A.P. HC reserves judgment on maintainability of petitions challenging ‘three capitals Acts’

A full Bench of the Andhra Pradesh High Court reserved its judgment on the question of maintainability of a host of petitions that challenged the AP Decentralisation and Inclusive Development of All Regions and CRDA Repeal Acts of 2020 in the context of their withdrawal by the government last year and its decision to frame those laws afresh after due consultations.

Counsels for the petitioners told Chief Justice Prashant Kumar Mishra and Justices M. Satyanarayana Murthy and D.V.S.S. Somayajulu that the farmers who gave their lands for the development of Amaravati as the capital city had certain vested rights which the CRDA was obliged to fulfil.

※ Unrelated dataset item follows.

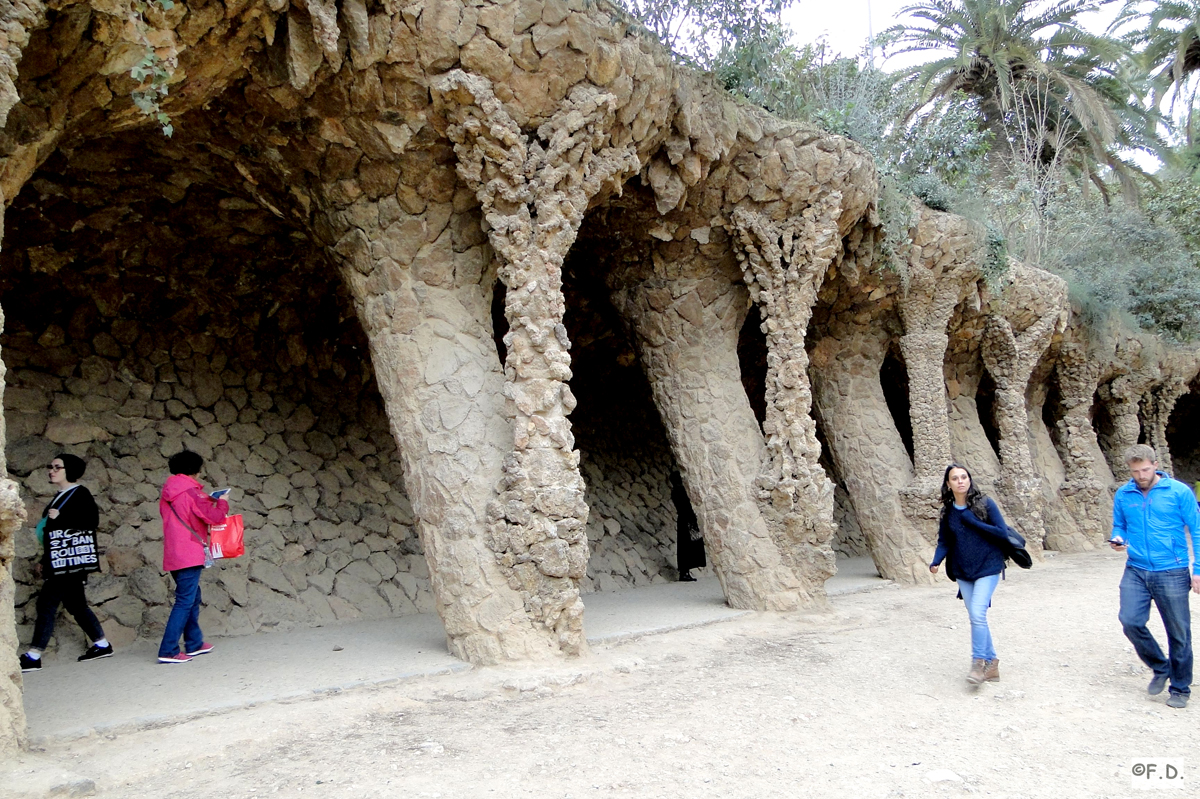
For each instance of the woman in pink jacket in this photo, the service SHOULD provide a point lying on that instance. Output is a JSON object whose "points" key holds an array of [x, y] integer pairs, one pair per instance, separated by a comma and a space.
{"points": [[186, 514]]}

They contended that the government lacked the legislative competence to repeal the above Acts as they were inextricably linked to the AP Reorganisation Act, 2014 which was enacted by Parliament.To state that the law meant to facilitate three capitals would be brought again in a different form altogether was all the more unacceptable, the advocates said, insisting that the aggrieved stakeholders would have a legitimate right to seek judicial remedy against it (a new law) too because the government could not proceed with its ill-advised move to split the capital into three parts without delivering on the extant promises.

Further, they rebutted the allegation that the previous government had gone about the capital planning exercise in a haphazard manner, by pointing out that a high-level committee headed by the then Municipal Administration Minister P. Narayana had availed itself of the expertise of internationally renowned consulting firm McKinsey and did a lot of homework before choosing Amaravati as the ideal location for a greenfield capital city.

The government pleaders harped on the recommendations of Boston and G.N. Rao committees and the High Power Committee, and the wisdom in letting the government’s economic capacity, not its fancies, guide the course of development of capital.